London freezes trading in 27 Russian companies: as British directors are urged to quit the boards of firms linked to Moscow
The London Stock Exchange has frozen trading in another 27 Russian companies as British directors face mounting pressure to quit the boards of firms linked to Moscow.
LSE bosses banned investors from buying or selling shares in a host of Russian entities including energy giants Gazprom, Rosneft and En+, retailers Fix Price Group and Lenta International, and the country’s biggest lender Sberbank. It took the total suspensions to 28.
And the LSE’s FTSE Russell arm – which runs indexes such as the FTSE 100 and FTSE 250 – said it will exclude Russian businesses whose shares are still trading in London from Monday.
Crackdown: LSE bosses banned investors from buying or selling shares in a host of Russian entities including Gazprom, Rosneft, En+, Fix Price Group, Lenta International and Sberbank
This will deny stocks such as Roman Abramovich-backed steelmaker Evraz the air of respectability that membership of a leading index affords – and mean funds that track an index will not have to hold their shares.
But the measures fell short of calls from MPs and business leaders to kick Russian companies off the stock exchange entirely.
It came as the Institute of Directors urged British business leaders to stand down from the boards of Russian companies.
IoD director general Jonathan Geldart said: ‘We believe that it is no longer tenable for British directors to be involved in governance roles in the Russian economy.’
The 27 companies targeted by the LSE have primary listings on the stock market in Moscow, which has been closed all week as the Russian economy and financial system teeters on the brink of collapse.
But they have secondary listings in London and these shares have tumbled in recent days – some by as much as 99 per cent.
The invasion of Ukraine has shone a light on the lucrative connections the British establishment has cultivated with Russia. Lord Barker is executive chairman at En+, whose owners include the oligarch Oleg Deripaska.

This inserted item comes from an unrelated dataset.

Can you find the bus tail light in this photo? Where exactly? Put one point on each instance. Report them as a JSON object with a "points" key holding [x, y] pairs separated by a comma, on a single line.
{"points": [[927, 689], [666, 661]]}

Barker, 55, was a businessman before he became a Conservative MP in 2001 – developing close relationships with a number of Russian oil companies.
Lord Barker: EN+
Former energy minister Lord Barker has worked for Russian aluminium giant En+ since 2017 and became executive chairman in 2019.
He made £3million last year. Now a peer, he was a Tory MP from 2001 to 2015.
Xavier Rolet: Phosagro
Frenchman Xavier Rolet was boss of the LSE from 2009 to 2017, when he was ousted in a boardroom row.
He holds a slew of directorships and earned £325,344 in 2020 as chairman of Russia’s PhosAgro.
He served as energy minister in David Cameron’s government and is now a Conservative peer.
But in recent days he has come under fire from Defence Secretary Ben Wallace for his role at En+, which he has held since 2017 and earned him £3million last year alone.
Prince Charles’s former principle private secretary Sir Michael Peat has also been urged to ditch his job on the board of Evraz.
The 72-year-old has earned £1.9million since he took the role in 2011.
Sir Michael Peat: Evraz
Prince Charles’s former adviser Sir Michael Peat has made £1.9million since becoming a director at steel giant Evraz in 2011.
He was formerly the Queen’s Treasurer and is credited with slashing Palace spending.
And the freezing of shares in PhosAgro, a Russian fertiliser company, will come as a humiliation to its chairman Xavier Rolet – who was the boss of the LSE before being ousted in 2017.
The LSE Group’s boss David Schwimmer said he suspended the Russian firms either due to sanctions or because a flood of investors had created a ‘disorderly market’ by rushing to sell out. Around eight more Russian companies are under scrutiny, he added.
Schwimmer said: ‘This is a very complex and very fast-moving situation. We have had an unprecedented level of sanctions launched by governments around the world.
We are working with regulators and various authorities in terms of making sure we are implementing the sanctions across the different parts of our business.’
The LSE had already suspended trading in VTB Bank, Russia’s second-largest lender, earlier this week. It also barred VTB – which is 61 per cent owned by Vladimir Putin’s government – from its clearing house yesterday, meaning the lender will effectively be unable to do business in the West.
But the LSE has been urged to go further and ban Russian stocks from the exchange altogether.
Chris Bryant, an MP on the Commons foreign affairs committee, said anything ‘directly, indirectly, tangentially or slightly connected with the Russian state regime should be rooted out of British life’.
Schwimmer declined to comment on whether companies would be booted off the stock exchange entirely.